Here use the serial job script but replace some_application ...... with export OMP_NUM_THREADS=$SLURM_CPUS_PER_TASK; some_application ........

An example job submission might be sbatch --account=youraccountname --time=1:0:0 --array=0-31 --partition=compute-12 --tasks-per-node=3 --cpus-per-task=4 --nodes=1 srun.sh myjob.sh 1 2 3 if you want each OpenMP job to use 3 CPUS (12/3). Adjust the array job count to suit. In this example it assumes that you have 32 elements in the array (0..31) each of which runs 3 quad-core jobs, for a total job count of 32*3 = 96, and ID will run from 0 to 95. The common parameters 1 2 and 3 will also be passed through.

Caveat on job times

Normally the value for the --time=sometimespec should be the maximum time required for any of the sub jobs to be run. If times for each element vary widely, see the task farmer link below.

Caveat on data output

If the main body of your job script was:

# module loads, etc.
my_application > some_output_file
      

then you need to user the unique ID for the job, noted above to distinguish some_output_file per subjob, e.g.

# module loads, etc.
my_application > some_output_file.$ID
      

If your program reads or writes to directories with fixed filenames, bear that in mind, and you may need to create or change directory (Linux cd command) as required.

Limitations

Note that this is not true task-farming as it assumes that group of tasks within an srun will use the same amount of time so if a long job combines with a number of small ones then it may waste CPU time.

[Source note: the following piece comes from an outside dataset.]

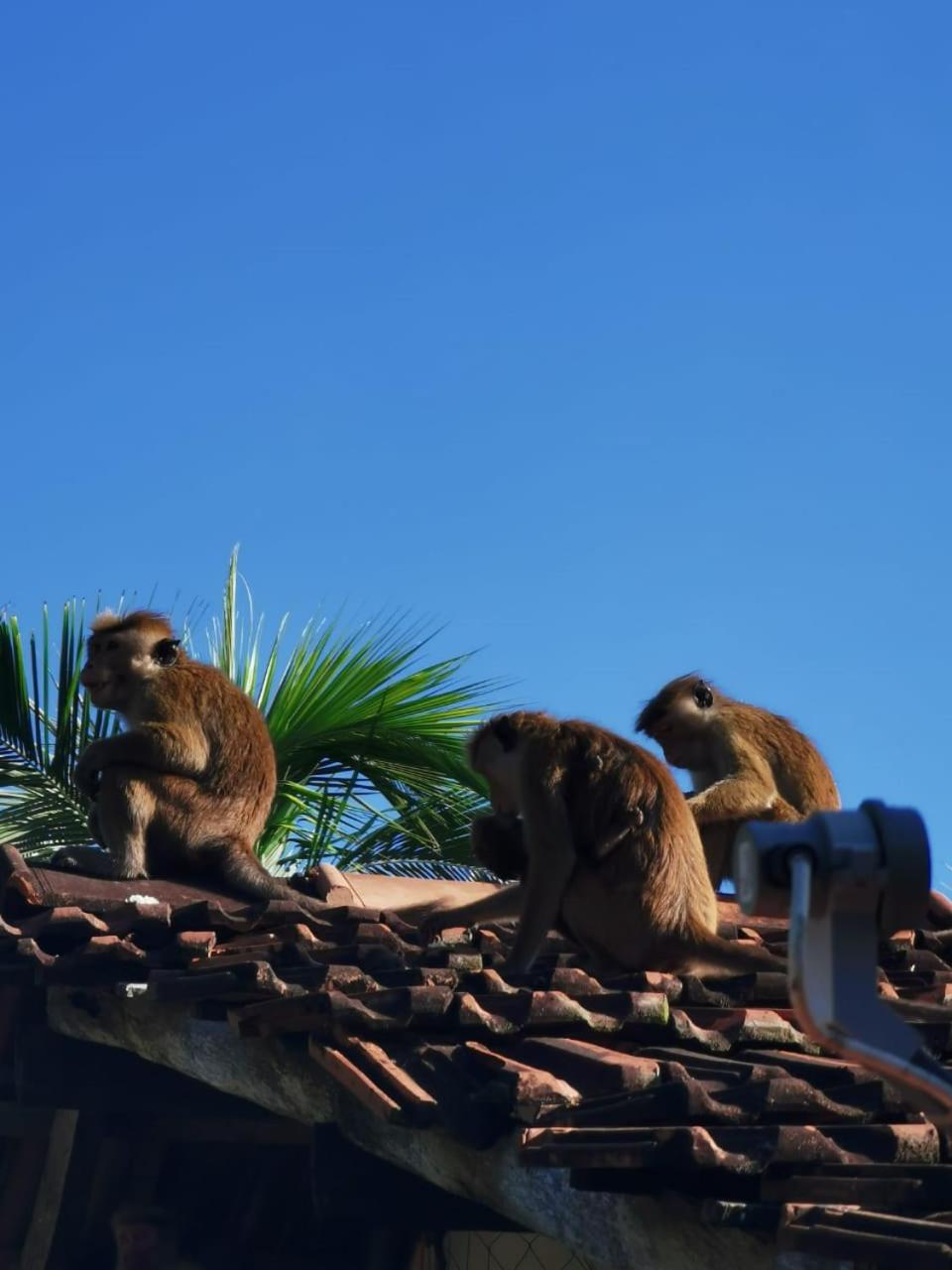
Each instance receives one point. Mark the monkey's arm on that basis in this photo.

For example, if of 12 tasks in an srun 11 take one hour, and one takes 10 hours and you set --time=10:0:0 then this array job element will waste 11*9 = 99 hours of your allocation. A workaround is to run with --time=1:0:0 hours and record which jobs run with this time specification and then gather up the remaining ones in a new parameters.txt and rerun these with a longer time specification. However, if the length of times are truly random this will not work.

True task farming

A task farming utility is provided. See mpi_task_farmer .

Advanced Usage

In theory it is possible to do combined OpenMP and MPI too, but it is not recommended. Advice on how to do this may be added later.

You can, in theory, combine this approach with array jobs. It requires shell arithmetic over the array job ID and local ID of a sub job on a node to do this, so it is not recommended unless you know how to do this. Advice on how to do this will be added later.